2.5. Vascular Reactivity Studies
Experiments were conducted on isolated main left and right pulmonary arteries. Main pulmonary artery branches were rapidly removed, gently cleaned of fat and connective tissues taking care not to damage the endothelium and cut into rings of about 3 mm then carefully suspended by two stainless-steel clips passed through the vessel lumen in a 20 mL organ bath containing Krebs solution (in mM: NaCl 136.9, KCl 5.4, CaCl2 1.5, MgCl2 1.0 and glucose 5.5.) at 37°C, and was continuously aerated with 95% O2 and 5% CO2 to obtain a pH of 7.4. Isometric tension was continuously measured with an isometric force transducer (FDT-05 Force Displacement Transducer, BioPac), connected to a computer-based data acquisition system (MP30 Transducer Data Acquisition System, BioPac). The tissue was equilibrated for 60 min under a resting tension of 1 g. During this time, Krebs solution was replaced every 15 minutes with fresh solution. After the 1 hour equilibration period, pulmonary rings were challenged with 80 mM KCl (the same composition as Krebs' solution with NaCl replaced by equimolar KCl) to check tissue viability. Next, the endothelial integrity of the preparations was determined by verifying the responsiveness to ACh (10−6 M) in vessels precontracted with Phe (10−6 M).

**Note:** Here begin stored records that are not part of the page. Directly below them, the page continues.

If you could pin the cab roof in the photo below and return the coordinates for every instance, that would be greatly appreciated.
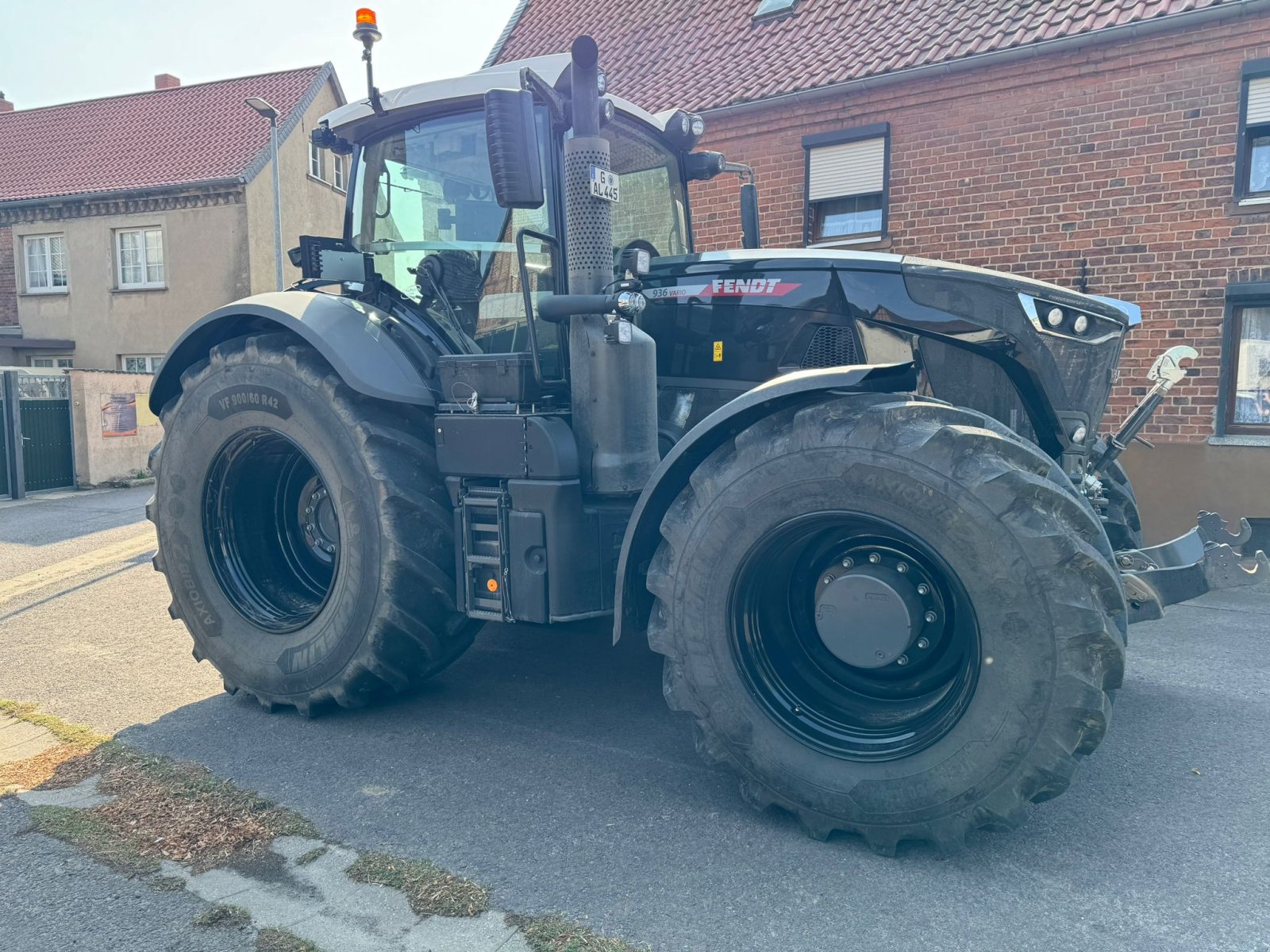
(351, 121)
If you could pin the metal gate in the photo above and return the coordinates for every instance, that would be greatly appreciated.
(42, 428)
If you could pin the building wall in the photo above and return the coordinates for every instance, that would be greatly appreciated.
(309, 206)
(99, 459)
(1118, 154)
(205, 266)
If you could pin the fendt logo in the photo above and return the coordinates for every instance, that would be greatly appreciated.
(725, 287)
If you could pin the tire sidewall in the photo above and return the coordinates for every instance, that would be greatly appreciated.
(1014, 691)
(230, 399)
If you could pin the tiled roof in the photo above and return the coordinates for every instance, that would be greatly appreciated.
(146, 140)
(711, 52)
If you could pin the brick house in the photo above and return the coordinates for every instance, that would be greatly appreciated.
(124, 220)
(1115, 146)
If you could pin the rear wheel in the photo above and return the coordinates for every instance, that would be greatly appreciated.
(304, 530)
(888, 616)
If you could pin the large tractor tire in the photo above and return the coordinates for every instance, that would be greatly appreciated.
(1121, 517)
(889, 616)
(304, 530)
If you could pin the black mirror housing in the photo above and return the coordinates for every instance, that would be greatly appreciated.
(514, 162)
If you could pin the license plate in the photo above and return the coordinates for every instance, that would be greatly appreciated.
(603, 183)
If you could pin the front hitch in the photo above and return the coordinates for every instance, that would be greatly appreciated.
(1206, 559)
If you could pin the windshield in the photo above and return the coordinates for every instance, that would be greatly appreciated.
(652, 203)
(425, 206)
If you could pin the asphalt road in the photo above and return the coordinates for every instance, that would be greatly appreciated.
(545, 765)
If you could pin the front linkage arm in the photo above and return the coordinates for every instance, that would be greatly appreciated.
(1203, 560)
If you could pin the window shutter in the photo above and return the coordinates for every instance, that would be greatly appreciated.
(848, 169)
(1259, 102)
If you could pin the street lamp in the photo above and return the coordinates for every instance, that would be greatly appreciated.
(268, 112)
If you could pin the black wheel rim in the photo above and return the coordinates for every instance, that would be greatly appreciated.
(271, 530)
(845, 710)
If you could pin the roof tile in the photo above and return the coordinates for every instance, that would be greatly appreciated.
(145, 140)
(711, 52)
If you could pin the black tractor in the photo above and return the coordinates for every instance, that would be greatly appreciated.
(859, 501)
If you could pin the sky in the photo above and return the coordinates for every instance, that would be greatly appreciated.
(60, 51)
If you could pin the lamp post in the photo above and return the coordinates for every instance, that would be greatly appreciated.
(268, 112)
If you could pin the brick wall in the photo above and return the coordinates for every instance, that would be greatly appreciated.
(1119, 154)
(8, 281)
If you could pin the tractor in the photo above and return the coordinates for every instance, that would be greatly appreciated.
(864, 505)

Rings were then washed several times to restore tension to the baseline level.
In the first set of experiments, concentration-response curves (10−10–10−5 M) for vardenafil were constructed in precontracted (Phe, 10−6 M) control or pulmonary hypertensive rat pulmonary artery rings in the absence or in the presence of L-NAME (10−4 M) or ODQ (10−5 M). One concentration-response curve to vardenafil was obtained in each segment. Hence, control rings (treated with the appropriated vehicle) were run in parallel with experimental rings. The second set of experiments was performed using nominally Ca2+-free medium (containing 0.1 mM EGTA to chelate trace Ca2+) and consisted of concentration-response curves to CaCl2 (3 × 10−5–3 × 10−2 M) obtained in the absence or in the presence of vardenafil (10−7–10−6 M) in pulmonary artery rings taken from pulmonary hypertensive group.
2.6. Statistical Analysis
Experimental values of relaxation or contraction were calculated relative to the maximal changes from the contraction produced by Phe and KCl, respectively, taken as 100% in each tissue. In order to evaluate the effects of vardenafil; maximum response (E max), the contraction for a half maximal response (EC50), and pD2 values were calculated. These values were calculated from the concentration-response curve obtained in each experiment, as predicted from the Scatchard equation for drug receptor interaction. Data are shown as the percentage of relaxation of n experiments, expressed as the mean ± S.E.M. Data were analyzed by two-way ANOVA for multiple comparisons followed by Bonferroni post hoc test. P < 0.05 was considered to indicate significance. A program package was used for the statistical analysis of all data (GraphPad Instat, 1997, version 3.00; GraphPad Software Inc., San Diego, CA).
3. Results
3.1. Effects of Monocrotaline on Rat Cardiac Weight and Pulmonary Arteries Morphology
As shown in Table 1, body weight was significantly decreased in the MCT-treated group after 21 days of administration. Moreover, the ratios of RV weight to body weight and RV weight to LV + S weight were increased in MCT-treated rats, suggesting the occurrence of right ventricular hypertrophy. Furthermore, the thickness of the medial wall (WT) and the value of WT% were significantly increased in pulmonary hypertensive group as compared with control (Table 2) (Figures 1(a) and 1(b)).
Table 1.
Effects of monocrotaline treatment on rat body weight and cardiac weight. Results are expressed as mean ± s.e.mean. *Significantly different from control rat at P < 0.05. Number of animals is indicated in parentheses. BW (0 days): body weight before injection; BW (21. day): body weight at 21 days after injection; LV + S: wet weight of left ventricle plus septum; RV, wet weight of right ventricle; RV/ LV + S: ratio of RV to LV + S.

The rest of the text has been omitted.